This Is The Latest Front In The War For Control Of Your TV–And It’s Going To Get Ugly

BY Sean Captain5 minute read

Are you sitting down (in front of your TV)? The government might just make it easier for you to finally get rid of that big clunky cable box–and those annoying monthly rental fees.

This week, FCC Chairman Tom Wheeler released a three-page proposal that pay-TV subscribers should have other options than renting a cable or satellite set-top box from their provider. Those rental fees average $231 per year, and add up to about $20 billion nationally. The proposal (based on a nine-month study) goes to a vote before the five FCC commissioners on February 18. It’s not surprising that TV providers would balk at requirements to change how they do things. But what looks like a regulatory dustup is turning into a holy war involving not only TV providers and the FCC, but also TV networks, Google, and even the Congressional Black Caucus—with accusations of copyright violation, child endangerment, and discrimination against minorities.

Things might not have gotten so crazy if it were just about the big box sitting under, behind, or next to a TV (they haven’t fit on top since picture tubes went away). What’s really at stake is who controls all the video flooding into not just sets but increasingly computers, tablets, and phones—and who can make money off all that. “The cable box is a problem in and of itself, because consumers are paying way too much,” says Matt Zinn, general counsel for TiVo. “The cable box is also a metaphor for the control of the viewing experience.”

TiVo is in the business of selling an alternative experience with its own user interface. TiVo’s boxes aren’t cheap, either: at about $300, plus a $15 per month service fee after the first year. That’s right: It’s already possible to get cable TV without renting a box from the cable company. It’s just been a really cumbersome process that few people have undertaken. Just 620,000 devices use CableCARD as an alternative to a rented cable box, says the FCC; nearly all Americans with pay TV rent a box from their provider.

The FCC may have started out trying to fix set-top boxes. But pay-TV providers say Wheeler has ultimately proposed turning cable and satellite into a mere data feed that tech companies can rejigger, repackage, and profit from, not only with smart TVs but with apps on computers or mobile devices. One cable company representative, who asked to not be identified, claims that Google is leading the effort.

From CableCARD To Chaos

Cable boxes have been unpopular for a long time. In 1996, Congress required cable companies to offer an alternative way of connecting to their networks. That eventually resulted in CableCARD, which hit the market in 2004, allowing TVs, computers, and other boxes such as TiVo to receive signals directly, without a cable box. All these devices could sport a slot to fit a card that each cable company provided to unlock its content—a bit like SIM cards in cellphones.

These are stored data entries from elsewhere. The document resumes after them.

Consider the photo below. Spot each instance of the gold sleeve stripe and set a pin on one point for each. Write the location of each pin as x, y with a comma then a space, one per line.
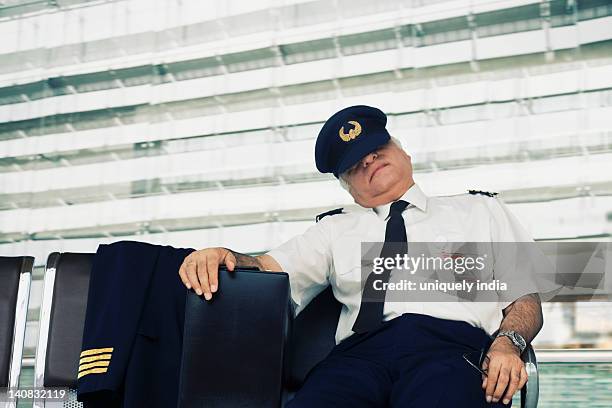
96, 351
95, 358
94, 364
92, 371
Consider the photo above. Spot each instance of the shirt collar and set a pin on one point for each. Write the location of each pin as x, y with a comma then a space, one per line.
414, 195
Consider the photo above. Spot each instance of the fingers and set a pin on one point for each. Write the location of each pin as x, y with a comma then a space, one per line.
190, 268
183, 276
200, 270
484, 367
203, 277
524, 377
213, 274
513, 385
491, 381
230, 261
502, 382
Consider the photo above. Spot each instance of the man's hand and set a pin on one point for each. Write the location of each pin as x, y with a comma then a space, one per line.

Sounds simple, but it’s been a disaster. Comcast says that cable companies spent more than $1 billion implementing the technology (even the boxes that they rented out had to have CableCARDs). Some in the FCC suggest cable companies are deliberately sluggish about getting the cards to customers. Companies that rely on CableCARDs say they work poorly, and that cable providers don’t help get them to work. “They took no ownership [of the problems] because they didn’t want any competition. They didn’t want anyone to use other devices,” says Zinn. CableCARDs also don’t allow two-way communication—so no ordering movies on demand.

Yet even the latest cable boxes aren’t so great, says Joel Silver of the Imaging Science Foundation. He consults with TV manufacturers on their performance and interface design and also worked on Microsoft’s ill-fated development of high-end Windows Media Center PCs (which use CableCARD). Silver backs Wheeler’s plan. “This will be really cool if it is forced through–set-top boxes are the bane of our existence–numerous HDCP [digital content protection] issues after updates–poor build quality–and certainly not a good UHD [4K] solution,” he writes in an email.

Wheeler’s proposal builds on the precedent of CableCARD but goes much further, giving makers of devices and apps complete control of the cable or satellite feed. It doesn’t bar cable and satellite companies from providing their own boxes and apps for smart TVs, game consoles, phones, or other gadgets; but it allows anyone else to do the same. “Just as consumers shop at retail for a smartphone today, and they can choose to purchase a wireless router instead of leasing one from their provider, consumers will have the same choice to use a competitive device with a third-party app if they choose,” says the proposal. It achieves that by requiring TV providers to furnish all the data needed to find and access a TV feed, including the channel lineup and on-demand offerings, so app builders can create their own user interface. (Viewers still pay the cable or satellite provider for the content, regardless what interface it comes through.)

Claims Of Discrimination

Here’s where the charge of discrimination comes in. The study that Wheeler’s proposal is based on (called DSTAC) came out in September. Then in December, 30 members of the Congressional Black Caucus sent a letter to Wheeler opposing the plan, which they and industry opponents call All Vid, saying that it would raise prices for consumers by requiring them to rent an additional adapter. (It’s not clear that the plan would do that.) The letter, issued by Representative Yvette D. Clarke of Brooklyn, goes on to say, “All Vid will cause irreparable harm to independent and minority programmers by allowing third parties to strip programming from visible channel placements and relegate it to the bottom of the pile.”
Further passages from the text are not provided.